Portanto, julgava-se que e agora explicam alguns que daqui a trinta anos talvez haja sorte, continuando-se a não formular o problema que é por onde se devia ter começado.

Carlos Albino

    Flagrante solução: A de revivificar o centro antigo de Faro com os estudantes universitários, como o reitor João Guerreiro propõe e Coimbra ensina há séculos. E para tanto comecemos por uma ponte aérea entre Faro e Gambelas sem molestar aquela exemplar espécime urbanística que é o Montenegro…

quinta-feira, 4 de fevereiro de 2010

SMS 348. Um caso de prova dos nove


4 fevereiro 2010

Há um caso que por aí prova a incapacidade das câmaras e das polícias (GNR aqui, PSP ali) em fazer cumprir a lei, por vezes até saber da lei ou mesmo ultrapassar o compadrio. É o caso do Artigo 50.º invocado pelas placas de estacionamento proibido e que por aí se prega nas portas como se fosse um autocolante do Benfica. Todos sabemos como é que isso começa ou começou: faz-se um prédio com garagens supostamente destinadas ao condóminos ou arrendatários e como tal com direito ao tal Artigo 50.º, mas, passados uns tempinhos, as garagens deixam de ser para esse efeito dando lugar a estabelecimentos comerciais ou mais escandalosamente a casas de habitação, por regra sem condições e continuam com o Artgo 50.º como se fossem ainda garagens... Temos por aí centenas e centenas de tais casos sobretudo vindos dos tempos mais delirantes do chico-espertismo, quase sempre por obra de alguém com um compadre na câmara, compadre esse que legaliza o ilegal com mais normalidade que o diabo baptiza um anjo. A fiscalização camarária passa e assobia para o lado, os agentes da GNR ou da PSP passam e assobiam para o ar se é que não passam multa ou, com a autoridade que advém de sabedoria do género da das novas oportunidades, garantem ao comerciante em eventual altercação com o incauto cidadão transformado em infractor, que o sinal está legal e que, mesmo à evidência não existindo garagem ou parque, basta aquele sinal para a multa se tornar evidente. Isto acontece praticamente em todo o Algarve que é a região onde há mais placas do Artigo 50.º por metro quadrado, talvez mais até do que autocolantes do Benfica. Com certeza que temos a lei geral, e que há uma montanha de regulamentos municipais designadamente prevendo as condições do estacionamento de duração limitada. Mas para quê tanto trabalho se as próprias câmaras em obras novas procedem ao rebaixamento de passeios em frente de casas de habitação ou de estabelecimentos comerciais como se ali estivessem ainda as tais garagens para os condóminos ou arrendatários?
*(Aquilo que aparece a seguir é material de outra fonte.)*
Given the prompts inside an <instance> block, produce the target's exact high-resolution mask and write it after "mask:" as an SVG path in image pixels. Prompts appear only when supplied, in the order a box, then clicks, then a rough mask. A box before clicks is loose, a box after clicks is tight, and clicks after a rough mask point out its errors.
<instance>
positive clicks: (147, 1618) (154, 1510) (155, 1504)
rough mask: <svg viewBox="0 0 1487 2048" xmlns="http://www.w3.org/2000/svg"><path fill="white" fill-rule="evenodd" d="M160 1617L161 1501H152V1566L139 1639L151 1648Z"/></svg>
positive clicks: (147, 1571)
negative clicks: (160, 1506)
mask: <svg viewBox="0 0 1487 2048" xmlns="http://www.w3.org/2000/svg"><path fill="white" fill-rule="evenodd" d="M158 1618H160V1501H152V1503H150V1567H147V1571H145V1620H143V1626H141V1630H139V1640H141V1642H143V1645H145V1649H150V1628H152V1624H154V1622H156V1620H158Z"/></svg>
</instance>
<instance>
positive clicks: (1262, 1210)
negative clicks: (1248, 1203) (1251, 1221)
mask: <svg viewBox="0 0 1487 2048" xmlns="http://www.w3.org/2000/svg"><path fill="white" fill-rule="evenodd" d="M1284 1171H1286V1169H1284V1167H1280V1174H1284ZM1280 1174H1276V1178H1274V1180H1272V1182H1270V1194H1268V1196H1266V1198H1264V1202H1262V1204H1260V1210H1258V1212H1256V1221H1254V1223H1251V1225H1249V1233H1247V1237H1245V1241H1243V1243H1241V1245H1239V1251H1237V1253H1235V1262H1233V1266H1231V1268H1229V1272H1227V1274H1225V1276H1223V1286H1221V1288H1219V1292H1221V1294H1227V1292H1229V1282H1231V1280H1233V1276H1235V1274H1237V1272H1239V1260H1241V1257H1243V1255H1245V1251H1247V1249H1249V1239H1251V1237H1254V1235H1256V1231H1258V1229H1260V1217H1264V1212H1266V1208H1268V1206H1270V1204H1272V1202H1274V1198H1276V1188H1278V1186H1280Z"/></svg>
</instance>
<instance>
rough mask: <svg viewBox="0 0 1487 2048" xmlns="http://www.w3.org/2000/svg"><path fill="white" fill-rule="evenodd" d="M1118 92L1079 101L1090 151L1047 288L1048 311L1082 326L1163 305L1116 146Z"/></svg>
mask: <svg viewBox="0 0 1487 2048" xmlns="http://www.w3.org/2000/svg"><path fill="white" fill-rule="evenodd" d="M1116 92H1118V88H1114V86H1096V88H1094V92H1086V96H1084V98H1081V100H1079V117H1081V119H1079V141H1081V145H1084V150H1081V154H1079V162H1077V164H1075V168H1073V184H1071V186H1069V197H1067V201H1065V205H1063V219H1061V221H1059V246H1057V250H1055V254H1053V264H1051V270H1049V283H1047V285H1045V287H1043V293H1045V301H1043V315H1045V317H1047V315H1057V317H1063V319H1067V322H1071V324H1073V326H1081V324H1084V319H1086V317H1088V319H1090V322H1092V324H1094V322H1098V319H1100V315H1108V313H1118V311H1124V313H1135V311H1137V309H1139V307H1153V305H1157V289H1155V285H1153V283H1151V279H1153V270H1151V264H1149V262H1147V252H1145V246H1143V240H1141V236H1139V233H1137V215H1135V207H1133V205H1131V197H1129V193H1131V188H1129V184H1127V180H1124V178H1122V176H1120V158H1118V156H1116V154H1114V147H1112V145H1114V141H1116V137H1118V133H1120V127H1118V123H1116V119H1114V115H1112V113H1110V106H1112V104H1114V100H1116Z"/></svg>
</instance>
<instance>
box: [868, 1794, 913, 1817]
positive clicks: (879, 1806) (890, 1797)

É claro que o caso do Artigo 50.º e das respectivas placas que se adquirem como uma pilha AAA na loja do chinês, não é um caso grave mas é uma metáfora do que acontece em tantas outras matérias onde leis e regulamentos muni pais são aplicadas como antigamente os fatos eram feitos à medida do corpo. Quase sempre à medida do corpo dos chico-espertismo que é uma epidemia para a qual, segundo parece, não há vacina. A lei do ruído, por exemplo, onde a prova dos nove dá sempre aquele erro que cheira a compadrio para as câmaras.

Carlos Albino

    Flagrante orçamento: Pois claro, o Orçamento de Estado é uma lástima no que diz respeito ao Algarve. Mendes Bota tem razão. Eu não gostaria que tivesse mas tem. A reclamada região é tratada como enteada e não admira porque o Algarve se calou o Allgarve. Para quê mais?